Dickès also sets out the immense service provided by the Church across the world and across the centuries in healthcare and education. For example, in 2021, the universal Church ran 150,000 primary and secondary schools and over 5000 hospitals as well as thousands of other services in both education and healthcare. The author argues that the Church ‘schooled’ Europe and the world and that hospitals under various names were an invention of ancient and then of medieval Christianity, with a huge involvement of female personnel.

In the scientific arena, he argues that the heritage of the Church in the transmission of science has been downplayed. Though there were mis-steps, Christians overall believed in a Creator who had inscribed his laws in nature and had created a quantifiable and measurable world.  Some Popes themselves had strong scientific interests – thus, Pope Sylvester II was a learned mathematician.

In the period between the Renaissance and the French Revolution. Rome itself was an important centre for the circulation of ideas and for multilingual printing, and this contributed greatly to the spread of knowledge. Moreover, the first scientific academy was founded in Rome in 1603.

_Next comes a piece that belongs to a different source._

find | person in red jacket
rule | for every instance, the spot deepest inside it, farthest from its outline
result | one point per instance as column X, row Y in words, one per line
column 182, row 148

The author does not seek to downplay darker moments in Church history,  but he contends that  Church leaders are sometimes not as attentive as they ought to be to long-term Church history and that today’s crisis of the Church is linked in part to ignorance of its history. In rejecting her history, he argues, the Church can become chained to present crises, but a Christianity which no longer believes in itself, or loves its history, is destined to disappear, just as paganism disappeared at the end of the Roman Empire.

Positive

However, the book finishes on a more positive note. Dickès quotes the French Dominican writer, Yves Congar OP, to the effect that the Church needs to have eyes in front and behind. Today’s  Christians have received a rich heritage which they are required to transmit. There is a need to avoid both the negationism  of ‘cancel culture’ and nostalgic, rose-tinted perspectives on the past.

Dickès argues that we need instead to draw upon the resources of the past while finding ways to be innovative in the present. History itself, he concludes, is a source of hope and reminds us of what we owe to past generations, and of their creativity, and of our own freedom in each generation to choose the path ahead.